Гэрроу достал сигарету и замешкался. Нэнси не предложила ему зажигалку, и он прикурил от спички. В короткой вспышке она рассмотрела впавшие щёки и длинный нос.

– А других новостей из Марселя нет? – с надеждой спросила она.

– Есть, но про вашего мужа ничего, к сожалению.

На Нэнси снова навалилась вся её боль, усталость и тоска. Почему-то состояние опьянения никогда не длилось у неё долго. Возможно, был виноват самогон, который она пила в Нью-Йорке, убежав из Австралии. Эйфория от шампанского, шумный смех и разговоры и даже эмоциональное возбуждение от унизительного поединка с Гэрроу – всё куда-то ушло.

– Миссис Фиокка, вы действительно хотите воевать? – тихо спросил Гэрроу.

– Господи, да я с ума сойду, если не найду возможности.

Он достал из кармана какую-то карточку и передал ей. На ощупь она была похожа на визитку, но в темноте нельзя было сказать точно.

– Приезжайте завтра по этому адресу. Скажем, около трёх.

Он приложил пальцы к полям шляпы и ушёл.

17

По адресу на визитке оказалось серое офисное здание, на первом этаже которого продавались автомобили. У входной двери она увидела кнопки звонков, похожие на квартирные, и только рядом с самой нижней кнопкой было скромно написано: «Пожалуйста, звоните».

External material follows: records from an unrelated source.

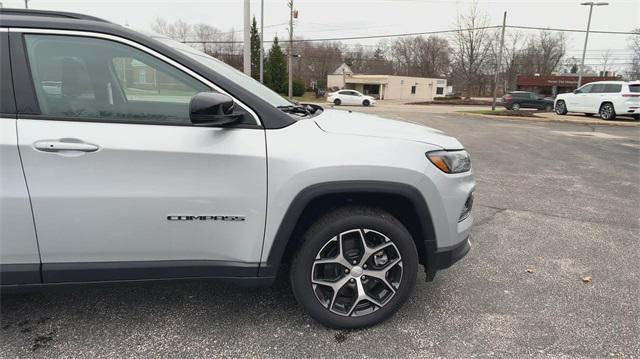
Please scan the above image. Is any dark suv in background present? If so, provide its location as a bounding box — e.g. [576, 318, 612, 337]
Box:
[502, 91, 553, 111]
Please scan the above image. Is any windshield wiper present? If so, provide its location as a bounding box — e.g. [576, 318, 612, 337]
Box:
[278, 104, 323, 116]
[278, 105, 311, 116]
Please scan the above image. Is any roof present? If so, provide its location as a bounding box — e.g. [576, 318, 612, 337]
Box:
[0, 8, 109, 23]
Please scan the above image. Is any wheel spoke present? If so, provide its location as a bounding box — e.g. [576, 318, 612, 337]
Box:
[364, 258, 401, 293]
[359, 230, 395, 265]
[313, 236, 351, 269]
[311, 229, 403, 316]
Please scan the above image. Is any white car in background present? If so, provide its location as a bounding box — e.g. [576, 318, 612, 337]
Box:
[554, 81, 640, 120]
[327, 90, 376, 106]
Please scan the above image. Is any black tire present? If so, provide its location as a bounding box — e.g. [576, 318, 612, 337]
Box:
[556, 100, 568, 115]
[598, 102, 616, 121]
[291, 206, 418, 329]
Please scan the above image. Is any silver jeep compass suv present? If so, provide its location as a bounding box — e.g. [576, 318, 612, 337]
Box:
[0, 9, 475, 328]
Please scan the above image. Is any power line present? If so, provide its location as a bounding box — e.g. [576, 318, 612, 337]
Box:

Нэнси позвонила и стала ждать. Боже, неужели снова всё будет, как вчера. Наконец что-то запищало, и дверь открылась. Узкий лестничный пролёт – и она оказалась в широком вестибюле. Двадцать лет назад это наверняка было вполне модное здание в стиле ар-деко, но сейчас всё выглядело весьма ободранно. И тихо. Обшитые светлым дубом стены, дверь лифта с надписью «не работает». Полное отсутствие напыщенных офицеров. Нэнси не знала, хорошо это или нет.